Canna libera, il Pm: «Posizione vecchia di anni, ora è una droga devastante»

«I derivati della cannabis oggi in circolazione sono prodotti completamente diversi da quelli che si sequestravano fin solo a dieci anni fa. È stata dimostrata la possibilità di modificazioni genetiche che centuplicano il Thc, cioé il principio attivo che modifica, anche in via permanente, l’atteggiamento e le percezioni del soggetto assuntore». È un vero e proprio grido d’allarme quello lanciato dal procuratore aggiunto di Bologna Valter Giovannini all’indomani della proposta bipartisan di liberalizzare le “canne”, che vede l’appoggio di 218 parlamentari di diversi partiti e la netta contrarietà di Lega, Fdi e singoli deputati di Forza Italia, come Maurizio Gasparri, o del Pd, come Edoardo Patriarca.

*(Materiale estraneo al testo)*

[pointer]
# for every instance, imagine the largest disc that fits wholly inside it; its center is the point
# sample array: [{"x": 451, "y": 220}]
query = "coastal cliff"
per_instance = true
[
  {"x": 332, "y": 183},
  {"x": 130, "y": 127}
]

Il rischio di «effetti devastanti»

«In caso di mix con alcol gli effetti possono essere devastanti per sé e per gli altri, qualora ad esempio ci si metta alla guida di un mezzo», ha spiegato il magistrato, che negli ultimi anni ha più volte sottolineato la pericolosità della “nuova marijuana”. «Cosa del tutto diversa ovviamente – ha poi precisato Giovannini – è l’utilizzo a fini terapeutici e lenitivi del dolore, i cui effetti benefici sono scientificamente dimostrati. Ma il malato non si farà una “canna”: assumerà un farmaco contenente Thc quantificato a monte dal farmacologo».

Il fronte del sì indietro di decenni

Una posizione, quella di Giovannini, scevra da qualsiasi approccio ideologico e attenta, invece, a valutare il fenomeno nella sua portata reale e attuale. Dunque, una eventuale approvazione della legge non sarebbe affatto «una misura di civiltà contro le mafie e l’aumento dei processi», come ha la pretesa di dire il promotore dell’iniziativa, Benedetto Della Vedova, ma la legalizzazione di un fattore di rischio enorme, soprattutto per i più giovani. «Ovviamente ogni legge che dovesse essere approvata sarà applicata, l’importante è che si affronti il problema per quello che è oggi e non per come era decenni addietro», ha quindi concluso Giovannini, con quello che suona come un ulteriore richiamo a tutte quelle forze politiche che si sono spese per la campagna.